August 1, 2009

Ride Report 7/30

27.65 miles in 2:?? on the Bianchi

I am feeling very unmotivated this week. I have to bully myself into going for a ride. My stomach has been bothering me all week, my body aches, and I am almost constantly hungry. A small part of it is the dread of cycling the same miles of the bike trail over and over. Another part is not having a working MP3 player at the moment and having to rely on the 100 or so songs I really like on my cell phone. So today I decide to just bike for biking's sake and take the north bike trail off the American River path that goes all the way to Elverta.

The weather is actually pretty nice and I maintain 17+ mph on the way north. The path goes through some skanky parts of town, but it's prettier than I recalled. Unfortunately, the drinking fountains at almost every little gazebo/rest stop are broken or just missing.
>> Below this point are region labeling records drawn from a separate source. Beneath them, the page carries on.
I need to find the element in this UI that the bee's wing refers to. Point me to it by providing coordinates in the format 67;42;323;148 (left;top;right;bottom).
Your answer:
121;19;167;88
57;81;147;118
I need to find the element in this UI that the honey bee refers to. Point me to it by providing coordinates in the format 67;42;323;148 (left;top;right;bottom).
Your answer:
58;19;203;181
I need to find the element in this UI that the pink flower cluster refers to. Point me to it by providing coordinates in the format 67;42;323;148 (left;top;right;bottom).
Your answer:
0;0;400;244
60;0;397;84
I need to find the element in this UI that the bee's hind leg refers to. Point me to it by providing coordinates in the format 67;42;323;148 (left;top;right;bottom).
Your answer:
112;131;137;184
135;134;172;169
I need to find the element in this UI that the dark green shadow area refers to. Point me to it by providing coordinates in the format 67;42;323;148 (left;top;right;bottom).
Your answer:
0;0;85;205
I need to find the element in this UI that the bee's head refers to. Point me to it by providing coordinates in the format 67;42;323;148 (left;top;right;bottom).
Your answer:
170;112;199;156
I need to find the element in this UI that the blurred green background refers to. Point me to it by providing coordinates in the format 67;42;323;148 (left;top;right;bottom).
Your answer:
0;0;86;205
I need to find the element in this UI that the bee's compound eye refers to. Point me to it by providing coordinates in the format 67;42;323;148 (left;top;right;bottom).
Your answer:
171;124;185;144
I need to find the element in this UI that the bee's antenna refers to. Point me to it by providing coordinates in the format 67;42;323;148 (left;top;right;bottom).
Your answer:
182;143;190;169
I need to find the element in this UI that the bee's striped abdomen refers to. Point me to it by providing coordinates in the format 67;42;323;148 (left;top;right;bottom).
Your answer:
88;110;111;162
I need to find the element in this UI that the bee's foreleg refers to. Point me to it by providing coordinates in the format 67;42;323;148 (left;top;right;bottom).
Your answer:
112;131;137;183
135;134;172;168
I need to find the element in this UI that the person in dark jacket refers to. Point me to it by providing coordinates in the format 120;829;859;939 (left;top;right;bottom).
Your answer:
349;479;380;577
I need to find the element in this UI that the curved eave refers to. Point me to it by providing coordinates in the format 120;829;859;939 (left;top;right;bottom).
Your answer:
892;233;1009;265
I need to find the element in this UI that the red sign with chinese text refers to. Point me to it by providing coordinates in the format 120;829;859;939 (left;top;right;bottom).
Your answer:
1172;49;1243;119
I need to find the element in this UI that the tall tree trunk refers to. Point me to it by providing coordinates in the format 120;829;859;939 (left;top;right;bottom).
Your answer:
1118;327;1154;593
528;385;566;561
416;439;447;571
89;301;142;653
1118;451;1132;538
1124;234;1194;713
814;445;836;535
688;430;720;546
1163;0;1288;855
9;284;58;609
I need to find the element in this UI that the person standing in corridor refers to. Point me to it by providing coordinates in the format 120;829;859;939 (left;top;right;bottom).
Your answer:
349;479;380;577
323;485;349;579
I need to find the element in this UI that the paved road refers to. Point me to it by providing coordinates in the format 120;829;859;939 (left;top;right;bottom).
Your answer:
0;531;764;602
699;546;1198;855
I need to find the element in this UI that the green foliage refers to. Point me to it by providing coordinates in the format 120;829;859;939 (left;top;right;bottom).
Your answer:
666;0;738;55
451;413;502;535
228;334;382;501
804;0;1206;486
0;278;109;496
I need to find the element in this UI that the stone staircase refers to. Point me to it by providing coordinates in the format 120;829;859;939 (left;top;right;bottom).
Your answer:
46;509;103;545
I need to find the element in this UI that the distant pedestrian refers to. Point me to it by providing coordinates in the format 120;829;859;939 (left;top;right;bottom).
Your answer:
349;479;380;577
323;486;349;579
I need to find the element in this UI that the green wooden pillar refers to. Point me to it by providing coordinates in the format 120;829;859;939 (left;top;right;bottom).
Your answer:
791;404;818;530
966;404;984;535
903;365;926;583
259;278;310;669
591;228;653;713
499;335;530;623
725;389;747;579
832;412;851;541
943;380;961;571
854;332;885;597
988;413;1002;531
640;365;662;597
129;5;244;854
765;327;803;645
So few cyclists use the path that the pedestrians don't know what to do when I approach and/or they spread over the entire width of the path and I have to squeeze past them on the wrong side.

The trail ends in Elverta, and the final gazebo has a working drinking fountain. Grateful, I pull in to park in the shade, eat an Odwalla bar (chocolate chip something, highly recommended) and top off my water bottles. I also take off my shoes for a few precious minutes. Just when I am pondering leaving to finish my ride, another cyclist joins me in the gazebo.
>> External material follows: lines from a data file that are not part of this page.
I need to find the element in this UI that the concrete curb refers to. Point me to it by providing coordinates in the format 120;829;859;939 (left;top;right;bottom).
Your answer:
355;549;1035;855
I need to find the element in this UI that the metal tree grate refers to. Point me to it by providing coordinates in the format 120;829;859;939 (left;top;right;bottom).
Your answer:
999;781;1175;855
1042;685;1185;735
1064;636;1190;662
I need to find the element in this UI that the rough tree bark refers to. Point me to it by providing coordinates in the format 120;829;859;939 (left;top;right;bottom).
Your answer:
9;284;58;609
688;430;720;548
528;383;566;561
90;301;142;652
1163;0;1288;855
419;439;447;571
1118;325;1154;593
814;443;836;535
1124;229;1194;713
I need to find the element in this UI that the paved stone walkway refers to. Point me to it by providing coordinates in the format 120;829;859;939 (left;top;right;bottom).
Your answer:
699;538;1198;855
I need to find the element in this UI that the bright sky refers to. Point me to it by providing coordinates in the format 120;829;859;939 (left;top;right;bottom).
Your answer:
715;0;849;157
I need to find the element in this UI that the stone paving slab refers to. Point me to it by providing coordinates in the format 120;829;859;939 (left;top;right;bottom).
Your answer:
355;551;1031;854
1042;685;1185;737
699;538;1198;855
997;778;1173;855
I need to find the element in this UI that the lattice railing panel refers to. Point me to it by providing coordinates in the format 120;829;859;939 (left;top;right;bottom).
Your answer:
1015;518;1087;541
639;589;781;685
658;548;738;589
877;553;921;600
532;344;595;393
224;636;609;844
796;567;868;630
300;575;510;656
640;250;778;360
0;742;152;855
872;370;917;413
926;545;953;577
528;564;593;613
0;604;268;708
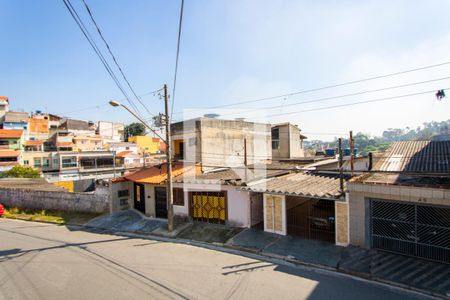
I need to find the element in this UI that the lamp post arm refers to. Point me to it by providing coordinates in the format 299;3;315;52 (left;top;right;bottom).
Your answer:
120;104;167;144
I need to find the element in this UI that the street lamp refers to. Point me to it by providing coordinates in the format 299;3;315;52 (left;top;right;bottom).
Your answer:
109;84;173;232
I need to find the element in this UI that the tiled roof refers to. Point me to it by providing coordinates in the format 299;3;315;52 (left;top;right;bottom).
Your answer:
113;163;199;184
25;140;44;146
0;129;23;139
3;111;28;123
174;168;289;185
116;151;132;157
56;142;73;147
372;141;450;174
0;150;20;157
243;173;343;199
350;173;450;189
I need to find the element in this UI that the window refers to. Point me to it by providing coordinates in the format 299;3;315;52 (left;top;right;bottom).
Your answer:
34;158;41;167
43;158;50;167
173;188;184;206
189;138;197;146
272;128;280;149
117;190;129;198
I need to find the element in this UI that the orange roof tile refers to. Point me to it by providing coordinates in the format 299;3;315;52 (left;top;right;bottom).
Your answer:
25;140;44;146
0;150;20;157
116;163;200;184
0;129;23;139
116;151;132;157
56;142;73;147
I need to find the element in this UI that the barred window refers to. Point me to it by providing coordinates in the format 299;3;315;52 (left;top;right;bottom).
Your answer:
173;188;184;206
117;190;129;198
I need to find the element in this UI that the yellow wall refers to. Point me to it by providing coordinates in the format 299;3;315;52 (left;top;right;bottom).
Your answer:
53;180;73;193
128;135;159;154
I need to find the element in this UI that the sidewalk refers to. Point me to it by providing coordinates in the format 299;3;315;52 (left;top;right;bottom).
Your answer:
85;210;450;299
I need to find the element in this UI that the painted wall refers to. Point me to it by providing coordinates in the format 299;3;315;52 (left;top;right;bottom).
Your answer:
347;183;450;248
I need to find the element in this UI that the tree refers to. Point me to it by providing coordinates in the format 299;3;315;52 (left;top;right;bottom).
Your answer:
1;166;41;178
125;123;145;140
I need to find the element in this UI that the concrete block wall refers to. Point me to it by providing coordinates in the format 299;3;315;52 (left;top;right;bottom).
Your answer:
0;188;109;213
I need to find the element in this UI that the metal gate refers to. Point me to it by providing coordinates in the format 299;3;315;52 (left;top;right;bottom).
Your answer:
286;196;335;243
370;200;450;263
189;192;227;224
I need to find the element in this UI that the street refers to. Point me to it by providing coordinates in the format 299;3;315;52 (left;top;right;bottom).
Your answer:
0;219;432;300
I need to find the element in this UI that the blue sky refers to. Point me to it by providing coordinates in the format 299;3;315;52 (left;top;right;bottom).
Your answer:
0;0;450;139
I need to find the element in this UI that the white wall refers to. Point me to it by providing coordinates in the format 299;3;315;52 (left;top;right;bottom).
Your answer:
174;183;250;227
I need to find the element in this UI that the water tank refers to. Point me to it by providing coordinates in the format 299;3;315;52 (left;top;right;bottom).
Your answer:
325;148;336;156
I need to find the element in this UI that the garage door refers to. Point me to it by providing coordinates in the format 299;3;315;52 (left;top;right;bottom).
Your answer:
370;200;450;263
189;192;227;224
286;196;336;243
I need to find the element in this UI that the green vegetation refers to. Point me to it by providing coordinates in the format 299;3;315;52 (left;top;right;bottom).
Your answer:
0;166;41;178
125;123;145;141
305;120;450;155
3;208;100;225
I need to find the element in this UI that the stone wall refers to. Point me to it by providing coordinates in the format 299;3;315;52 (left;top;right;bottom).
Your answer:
0;188;109;213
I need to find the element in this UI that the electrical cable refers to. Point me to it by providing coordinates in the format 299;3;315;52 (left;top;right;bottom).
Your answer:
175;61;450;114
62;0;138;112
82;0;154;116
171;0;184;120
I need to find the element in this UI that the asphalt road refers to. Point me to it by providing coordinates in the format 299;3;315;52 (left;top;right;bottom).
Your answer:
0;219;434;300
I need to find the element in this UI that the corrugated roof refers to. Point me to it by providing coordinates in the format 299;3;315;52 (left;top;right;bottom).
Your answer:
350;173;450;189
116;151;132;157
114;163;199;184
243;173;343;199
25;140;44;146
372;141;450;174
3;111;28;123
0;150;20;157
0;129;23;139
174;168;289;185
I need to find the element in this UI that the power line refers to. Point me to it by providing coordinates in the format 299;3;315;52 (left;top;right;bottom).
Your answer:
256;88;450;117
170;0;184;119
176;61;450;114
62;0;137;115
82;0;154;116
214;76;450;116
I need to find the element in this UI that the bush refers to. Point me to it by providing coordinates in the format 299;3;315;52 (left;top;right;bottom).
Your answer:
1;166;41;178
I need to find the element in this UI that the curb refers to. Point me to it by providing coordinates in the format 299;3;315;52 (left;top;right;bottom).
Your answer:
80;225;442;299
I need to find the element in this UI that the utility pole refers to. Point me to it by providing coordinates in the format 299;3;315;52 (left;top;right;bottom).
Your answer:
339;138;344;192
164;84;173;232
348;130;355;176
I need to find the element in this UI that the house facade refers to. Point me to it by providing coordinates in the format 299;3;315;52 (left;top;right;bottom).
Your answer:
0;111;28;130
348;141;450;263
171;118;272;169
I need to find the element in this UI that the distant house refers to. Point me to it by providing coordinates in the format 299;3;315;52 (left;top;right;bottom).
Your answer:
0;96;9;118
0;111;28;130
58;119;95;136
105;142;139;154
72;135;103;152
97;121;125;143
0;149;20;172
128;135;161;154
271;123;306;159
0;129;24;150
348;141;450;263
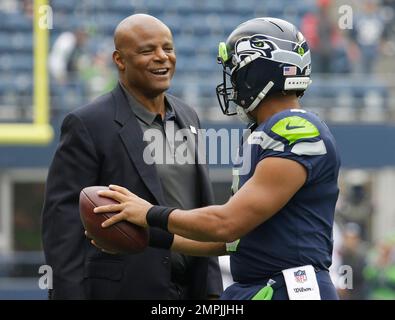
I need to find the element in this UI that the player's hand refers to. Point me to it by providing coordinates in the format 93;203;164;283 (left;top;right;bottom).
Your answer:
94;185;153;228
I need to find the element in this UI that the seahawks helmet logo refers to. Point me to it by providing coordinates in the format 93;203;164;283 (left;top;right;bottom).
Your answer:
232;34;311;70
235;35;277;61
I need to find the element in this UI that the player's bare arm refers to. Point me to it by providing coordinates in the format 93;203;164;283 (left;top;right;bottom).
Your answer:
95;157;307;245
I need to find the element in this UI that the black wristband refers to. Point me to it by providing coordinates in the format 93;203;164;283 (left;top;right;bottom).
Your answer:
146;206;177;231
148;228;174;249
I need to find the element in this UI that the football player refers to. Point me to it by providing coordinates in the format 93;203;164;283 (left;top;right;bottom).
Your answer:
92;18;340;299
We don't actually introduce ourselves until just before he leaves on the ride back. Bernie (or Bernard) looks to be in his mid- or late-60s and has been biking since the 50s. After I admire his Steve Rex road bike, he tells me about the bike with a Brooks saddle he rode from '53-'83 when it was stolen, then the bike he rode until 1996 when it was stolen from right outside his house when he went inside to get a tool to adjust the bike, and then the Rex bike which he has ridden since. I hear about some of the rides he's done, get advice on road biking ("always keep a crook in your elbow" and "do miles"), and where to bike locally. Bernie joins me for five miles on my return trip, and, as always, the time flies when I have a biking partner.

Bernie was someone I needed to meet today. Someone to help me get centered, a little more motivated, and also someone to reassure me that I'll be fine for my century. I feel embarrassed that he kept calling it a century, when in my mind, a true century is 100 miles, not 100 kilometers.